Only about 3% of newcomers who have been assigned a mentor via the Newcomer Homepage ask their mentor a question. Among those who have asked a question, about a third ask a question as their first edit, and preliminary research has found no significant effect of having a mentor on early activation and retention of newcomers. However, we don’t know why newcomers largely don’t ask questions – is it that they’re finding the information on their own? Is it that they have other spaces where they feel more comfortable asking questions (including external search or asking ChatGPT?)? Are they aware they have a mentor?
To better understand the experiences of newcomers on Wikipedia, we should survey newly active editors (those who have made over 50 edits and registered their accounts or made their first edit in the past 6 months) about their onboarding experiences. This survey can help us to broadly understand successful newcomers’ knowledge of different components of editing (e.g. mentor access, talk pages, village pumps / tea houses, WikiProjects, watchlists, userpages), which editing experiences they have found rewarding, and those which they have found to be demotivating to their editing. This work can help to inform proposed interventions such as a structured progression system for editors, as well as helping us to understand the broad experiences of newcomers and where they most feel (or don’t feel) a sense of autonomy, competence, and relatedness in their onboarding journey.
After the survey, we can likewise conduct further research with editors who opt in to be contacted about their experiences to better understand mechanisms and sentiments which the survey data cannot address.
Steps
- Develop a survey specific to newcomers which asks questions related to onboarding, discovery, knowledge of tools, and sentiments about different components in collaboration with stakeholder teams which work with newcomer experience
- Determine which projects to survey newcomers on (for simplicity, this project could start on English Wikipedia and iterate on the questions asked by adding new projects)

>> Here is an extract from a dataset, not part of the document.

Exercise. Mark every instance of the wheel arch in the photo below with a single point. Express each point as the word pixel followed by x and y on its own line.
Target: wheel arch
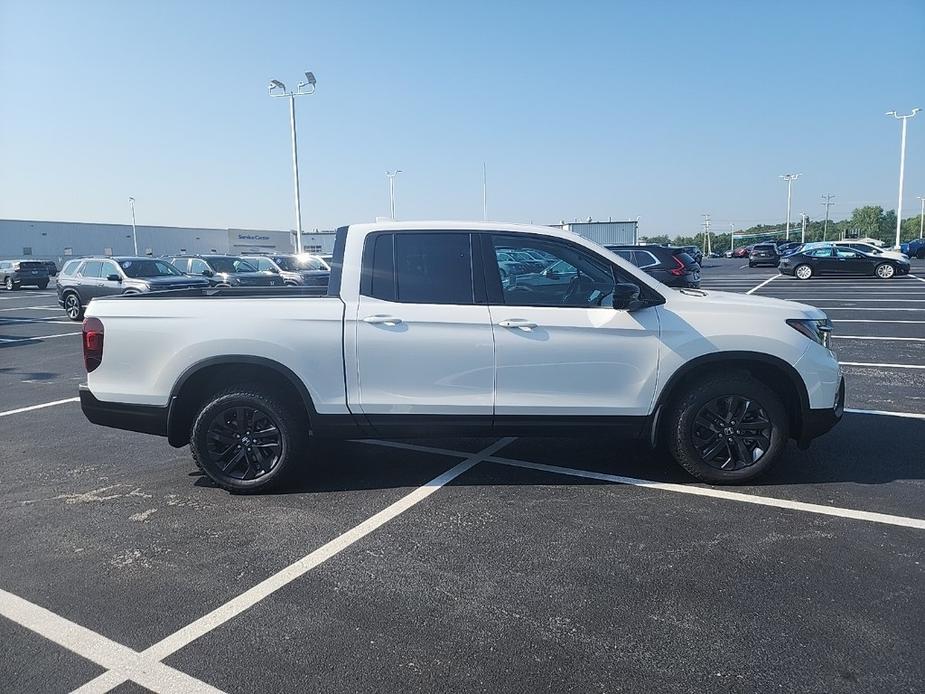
pixel 209 375
pixel 772 371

- Determine the population size and coverage needed for deploying QuickSurvey sampling and link-out to a longer survey
- Set up QuickSurvey messages
- Deploy and un-deploy the survey
- Pull eventlogging data for weighting and metadata
- Clean survey data
- Conduct analyses
- Share findings with hypothesis stakeholders
- Report findings on metawiki
Background
In Q4, we broadly explored contributor motivations (T391499) and identified three core theoretical underpinnings: competence, autonomy, and relatedness. Of these, relatedness was identified as the most under-explored facet of editor motivation. Based on the 2024 Community Insights data, we know that editors who take on advanced roles like adminship and organizing are more likely to find the social aspects of editing to be a motivator for contributing, but we don’t know whether editors in general are not interested in social interactions or they just haven’t had opportunities to positively engage other editors. Mentorship is the most structured means by which relatedness is currently supported on the Wikipedia projects; while mentorship happens incidentally through spaces like the WP:Teahouse, the Newcomer Homepage provides a mentorship module that directly connects newcomers with mentors.